D'un bord à l'autre de la Méditerranée
Un peu plus loin, ce lundi matin, à la sortie sud de Bastia, un ensemble musical plus étoffé foule d'autres planches, celles de l'Alb'Oru, pour une ultime répétition. Quelques heures plus tard, à 19 heures, la formation d'instruments à vent du conservatoire de musique Giuseppe Verdi de Milan donnera le concert d'ouverture, sous la direction du très réputé chef d'orchestre Alessandro Bombonati, un habitué du festival. Un ensemble constitué de talentueux musiciens issus des meilleures classes, et lauréats de nombreux concours nationaux et internationaux.
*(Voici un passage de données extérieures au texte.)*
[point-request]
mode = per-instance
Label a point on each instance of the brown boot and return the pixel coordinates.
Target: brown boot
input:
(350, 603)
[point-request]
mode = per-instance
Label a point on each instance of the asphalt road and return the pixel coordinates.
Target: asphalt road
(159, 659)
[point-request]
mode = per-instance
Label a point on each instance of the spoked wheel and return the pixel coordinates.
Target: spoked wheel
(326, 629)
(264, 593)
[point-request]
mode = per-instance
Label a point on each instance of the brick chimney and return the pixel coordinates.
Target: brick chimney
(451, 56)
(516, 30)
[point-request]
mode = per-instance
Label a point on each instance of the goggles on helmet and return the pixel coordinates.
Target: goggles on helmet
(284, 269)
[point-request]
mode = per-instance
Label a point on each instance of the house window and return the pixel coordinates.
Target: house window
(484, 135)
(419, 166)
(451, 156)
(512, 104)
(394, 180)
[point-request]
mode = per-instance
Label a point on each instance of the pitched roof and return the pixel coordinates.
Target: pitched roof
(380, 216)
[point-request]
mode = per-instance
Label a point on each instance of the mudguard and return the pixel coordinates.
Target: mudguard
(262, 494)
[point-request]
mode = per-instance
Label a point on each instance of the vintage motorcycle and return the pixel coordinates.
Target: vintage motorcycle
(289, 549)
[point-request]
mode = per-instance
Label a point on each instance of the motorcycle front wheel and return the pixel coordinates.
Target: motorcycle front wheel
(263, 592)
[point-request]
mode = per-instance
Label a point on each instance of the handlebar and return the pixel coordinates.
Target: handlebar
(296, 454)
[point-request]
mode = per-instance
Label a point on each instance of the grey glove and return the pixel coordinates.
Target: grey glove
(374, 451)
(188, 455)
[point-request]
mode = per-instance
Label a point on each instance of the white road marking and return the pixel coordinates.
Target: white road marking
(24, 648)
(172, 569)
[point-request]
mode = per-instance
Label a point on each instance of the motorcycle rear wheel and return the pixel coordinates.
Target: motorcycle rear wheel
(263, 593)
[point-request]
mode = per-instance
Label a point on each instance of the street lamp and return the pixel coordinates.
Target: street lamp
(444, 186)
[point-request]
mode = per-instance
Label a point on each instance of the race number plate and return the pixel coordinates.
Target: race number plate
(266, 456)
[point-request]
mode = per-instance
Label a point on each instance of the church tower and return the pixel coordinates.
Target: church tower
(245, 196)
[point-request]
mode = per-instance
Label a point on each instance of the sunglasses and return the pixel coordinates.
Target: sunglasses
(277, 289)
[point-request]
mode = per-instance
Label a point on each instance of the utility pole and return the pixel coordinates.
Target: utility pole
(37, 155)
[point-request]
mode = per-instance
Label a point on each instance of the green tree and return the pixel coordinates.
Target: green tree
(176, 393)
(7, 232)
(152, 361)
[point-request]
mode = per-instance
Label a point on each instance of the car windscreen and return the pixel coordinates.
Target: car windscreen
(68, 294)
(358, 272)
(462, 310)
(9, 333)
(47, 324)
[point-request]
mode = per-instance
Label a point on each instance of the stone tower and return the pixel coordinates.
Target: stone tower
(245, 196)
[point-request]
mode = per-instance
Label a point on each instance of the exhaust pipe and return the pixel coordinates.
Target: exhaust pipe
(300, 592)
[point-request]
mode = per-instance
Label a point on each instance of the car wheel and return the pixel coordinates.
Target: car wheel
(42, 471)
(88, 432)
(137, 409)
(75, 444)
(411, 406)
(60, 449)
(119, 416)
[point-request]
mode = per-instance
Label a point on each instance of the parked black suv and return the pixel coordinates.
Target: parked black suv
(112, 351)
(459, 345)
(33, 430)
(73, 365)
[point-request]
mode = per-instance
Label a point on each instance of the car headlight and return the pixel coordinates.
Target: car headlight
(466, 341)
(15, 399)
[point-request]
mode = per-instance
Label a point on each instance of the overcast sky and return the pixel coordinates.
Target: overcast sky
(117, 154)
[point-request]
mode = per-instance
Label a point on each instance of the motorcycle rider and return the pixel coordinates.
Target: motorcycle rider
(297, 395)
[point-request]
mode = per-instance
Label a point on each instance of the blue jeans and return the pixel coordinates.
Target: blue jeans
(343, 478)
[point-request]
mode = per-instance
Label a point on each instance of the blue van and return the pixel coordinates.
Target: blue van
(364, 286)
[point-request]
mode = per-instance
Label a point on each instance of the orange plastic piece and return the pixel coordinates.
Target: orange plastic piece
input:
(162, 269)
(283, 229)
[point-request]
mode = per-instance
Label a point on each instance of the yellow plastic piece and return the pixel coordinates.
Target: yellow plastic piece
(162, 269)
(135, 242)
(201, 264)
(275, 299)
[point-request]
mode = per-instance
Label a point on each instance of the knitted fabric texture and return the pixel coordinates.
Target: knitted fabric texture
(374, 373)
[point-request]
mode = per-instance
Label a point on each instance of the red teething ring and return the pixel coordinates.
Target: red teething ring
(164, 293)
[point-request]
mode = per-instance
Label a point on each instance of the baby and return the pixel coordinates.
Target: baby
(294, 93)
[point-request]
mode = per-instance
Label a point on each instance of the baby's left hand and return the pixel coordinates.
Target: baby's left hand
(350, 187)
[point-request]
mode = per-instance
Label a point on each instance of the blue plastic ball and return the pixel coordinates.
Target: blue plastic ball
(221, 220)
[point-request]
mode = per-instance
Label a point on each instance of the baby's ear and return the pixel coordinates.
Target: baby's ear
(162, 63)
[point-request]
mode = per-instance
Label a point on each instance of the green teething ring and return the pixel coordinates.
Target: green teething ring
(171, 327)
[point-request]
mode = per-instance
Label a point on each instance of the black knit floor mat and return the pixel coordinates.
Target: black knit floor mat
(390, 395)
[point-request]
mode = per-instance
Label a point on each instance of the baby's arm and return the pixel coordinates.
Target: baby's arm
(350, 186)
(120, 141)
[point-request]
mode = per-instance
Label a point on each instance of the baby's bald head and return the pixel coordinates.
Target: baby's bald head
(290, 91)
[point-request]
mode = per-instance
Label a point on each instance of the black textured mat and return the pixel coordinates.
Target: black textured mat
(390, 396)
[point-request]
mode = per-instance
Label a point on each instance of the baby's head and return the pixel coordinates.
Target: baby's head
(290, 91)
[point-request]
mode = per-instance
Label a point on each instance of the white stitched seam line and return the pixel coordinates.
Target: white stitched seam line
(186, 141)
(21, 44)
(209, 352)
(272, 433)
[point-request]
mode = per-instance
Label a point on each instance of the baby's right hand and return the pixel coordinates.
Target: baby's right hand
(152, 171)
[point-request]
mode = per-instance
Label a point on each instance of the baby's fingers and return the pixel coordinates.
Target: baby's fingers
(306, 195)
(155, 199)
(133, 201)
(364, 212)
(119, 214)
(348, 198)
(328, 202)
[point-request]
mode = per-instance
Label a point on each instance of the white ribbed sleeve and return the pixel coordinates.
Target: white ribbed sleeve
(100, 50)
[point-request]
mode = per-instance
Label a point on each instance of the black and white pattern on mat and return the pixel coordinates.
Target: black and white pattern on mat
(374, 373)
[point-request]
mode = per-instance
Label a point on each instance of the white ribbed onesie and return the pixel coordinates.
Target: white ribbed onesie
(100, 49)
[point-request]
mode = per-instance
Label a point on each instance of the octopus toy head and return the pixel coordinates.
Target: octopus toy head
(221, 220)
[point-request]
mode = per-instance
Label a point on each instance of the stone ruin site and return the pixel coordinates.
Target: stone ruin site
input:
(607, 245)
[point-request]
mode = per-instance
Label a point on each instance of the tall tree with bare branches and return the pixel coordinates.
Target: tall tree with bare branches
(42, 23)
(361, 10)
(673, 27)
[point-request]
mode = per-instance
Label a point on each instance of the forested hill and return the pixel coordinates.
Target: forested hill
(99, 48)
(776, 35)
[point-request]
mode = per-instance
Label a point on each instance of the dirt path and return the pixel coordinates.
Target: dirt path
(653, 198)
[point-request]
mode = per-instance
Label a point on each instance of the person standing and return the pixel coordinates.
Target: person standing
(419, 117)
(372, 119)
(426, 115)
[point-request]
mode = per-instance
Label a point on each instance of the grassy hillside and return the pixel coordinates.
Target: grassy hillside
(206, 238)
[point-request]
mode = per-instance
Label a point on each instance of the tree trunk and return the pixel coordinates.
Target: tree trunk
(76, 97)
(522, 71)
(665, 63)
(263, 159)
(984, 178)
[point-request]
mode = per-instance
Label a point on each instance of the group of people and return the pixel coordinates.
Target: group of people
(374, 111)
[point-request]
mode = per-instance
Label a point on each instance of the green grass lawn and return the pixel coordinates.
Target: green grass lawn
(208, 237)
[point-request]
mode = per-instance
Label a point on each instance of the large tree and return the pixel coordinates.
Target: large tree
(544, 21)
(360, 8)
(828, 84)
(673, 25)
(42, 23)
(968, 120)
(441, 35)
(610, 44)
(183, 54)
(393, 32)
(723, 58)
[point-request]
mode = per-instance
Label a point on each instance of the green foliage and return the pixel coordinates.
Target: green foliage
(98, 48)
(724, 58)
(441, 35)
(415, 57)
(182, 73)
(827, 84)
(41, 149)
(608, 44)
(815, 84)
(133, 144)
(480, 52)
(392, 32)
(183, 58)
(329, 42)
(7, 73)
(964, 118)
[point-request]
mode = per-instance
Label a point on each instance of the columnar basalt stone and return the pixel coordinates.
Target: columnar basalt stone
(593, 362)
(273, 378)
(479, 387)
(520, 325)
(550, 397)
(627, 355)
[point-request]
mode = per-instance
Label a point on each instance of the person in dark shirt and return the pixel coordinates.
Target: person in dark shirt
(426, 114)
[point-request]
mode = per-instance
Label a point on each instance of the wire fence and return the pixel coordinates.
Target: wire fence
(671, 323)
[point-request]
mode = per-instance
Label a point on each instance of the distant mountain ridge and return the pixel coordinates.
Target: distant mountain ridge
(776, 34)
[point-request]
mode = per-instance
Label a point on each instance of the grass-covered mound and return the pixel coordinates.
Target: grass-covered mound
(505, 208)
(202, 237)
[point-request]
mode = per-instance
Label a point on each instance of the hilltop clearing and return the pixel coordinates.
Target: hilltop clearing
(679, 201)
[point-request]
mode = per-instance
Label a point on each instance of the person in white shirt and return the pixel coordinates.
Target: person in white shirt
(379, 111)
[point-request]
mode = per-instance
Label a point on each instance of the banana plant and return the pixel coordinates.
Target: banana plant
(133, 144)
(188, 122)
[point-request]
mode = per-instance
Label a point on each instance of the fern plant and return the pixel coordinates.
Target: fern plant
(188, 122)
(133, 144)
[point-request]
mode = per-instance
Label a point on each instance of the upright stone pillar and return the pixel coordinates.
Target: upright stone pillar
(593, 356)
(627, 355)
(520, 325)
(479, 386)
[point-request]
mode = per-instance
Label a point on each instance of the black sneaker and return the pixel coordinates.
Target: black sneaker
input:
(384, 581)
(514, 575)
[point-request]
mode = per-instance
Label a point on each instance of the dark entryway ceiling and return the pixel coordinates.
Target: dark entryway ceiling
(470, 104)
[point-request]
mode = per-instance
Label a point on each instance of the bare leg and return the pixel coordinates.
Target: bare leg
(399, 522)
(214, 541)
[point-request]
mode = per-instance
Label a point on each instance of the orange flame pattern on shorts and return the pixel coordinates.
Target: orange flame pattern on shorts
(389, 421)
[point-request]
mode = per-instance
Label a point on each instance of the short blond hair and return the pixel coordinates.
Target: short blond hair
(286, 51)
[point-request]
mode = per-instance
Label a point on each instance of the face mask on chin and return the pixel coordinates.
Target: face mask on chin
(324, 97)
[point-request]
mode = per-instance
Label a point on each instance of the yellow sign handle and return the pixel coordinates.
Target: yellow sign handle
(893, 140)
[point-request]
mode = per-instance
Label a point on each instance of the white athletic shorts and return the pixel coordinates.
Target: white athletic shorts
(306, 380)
"Mais ils ne seront pas les seuls à l'affiche", s'empresse de préciser Georges de Zerbi. "Le conservatoire de musique Niccolo Paganini de Gênes donnera également une représentation". Puis, en vertu de l'esprit qui préside à ce festival depuis l'origine, "ils se rejoindront pour ne former qu'un seul ensemble".
A travers la Corse
Ces concerts ont marqué hier le début de ces 23èmes rencontres musicales de Méditerranée. Durant une semaine, des artistes venus d'Espagne, du Maroc, du Portugal, d'Egypte, de Tunisie ou de Grèce sillonneront la Corse, pour donner des représentations dans les médiathèques, les églises ou les salles des fêtes de Borgo, L'Ile-Rousse, Bonifacio, Luri, Oletta, Corte ou Folelli. Autant de moments musicaux hors normes, gratuits et ouverts à tous.
Tout se terminera, comme de juste, par un grand feu d'artifice final, sur la scène du théâtre municipal de Bastia.
"Toutes les formations invitées joueront des œuvres caractéristiques de leur pays", et se mêleront également aux artistes insulaires invités pour offrir au public des moments uniques.
Enthousiasme
Ces rencontres musicales demandent une organisation peu commune, en raison, bien sûr, de la multiplicité des lieux de représentation, mais également du nombre de personnes invités, "entre 100 et 150 personnes", souvent venues d'autres pays, et qu'il faut prendre en charge tout le long de leur séjour.
"C'est un travail qui ne finit jamais, toute l'année. Ce sont des jours et des jours de travail", reconnaît Georges de Zerbi, qui s'empresse de mettre en avant le travail de la cinquantaine de bénévoles qui répondent présent, édition après édition. Et puis, avec une certaine pudeur, celui de son épouse, qui gère toute la partie logistique de main de maître...
Mais pour autant, chaque année, l'enthousiasme est le même. "Il n'y a jamais de lassitude", conclut le président des rencontres. "C'est tellement extraordinaire. Et il n'y a pas que la technique, les instruments, les solos en clé de sol ou de fa... Il y a l'élément humain, les rencontres, et ça, c'est magnifique". Georges de Zerbi, costume sombre et cravate à motifs, se lève, un sourire aux lèvres, et s'empresse de rejoindre son équipe. Le festival ne fait que commencer. Et il compte bien profiter de chaque instant.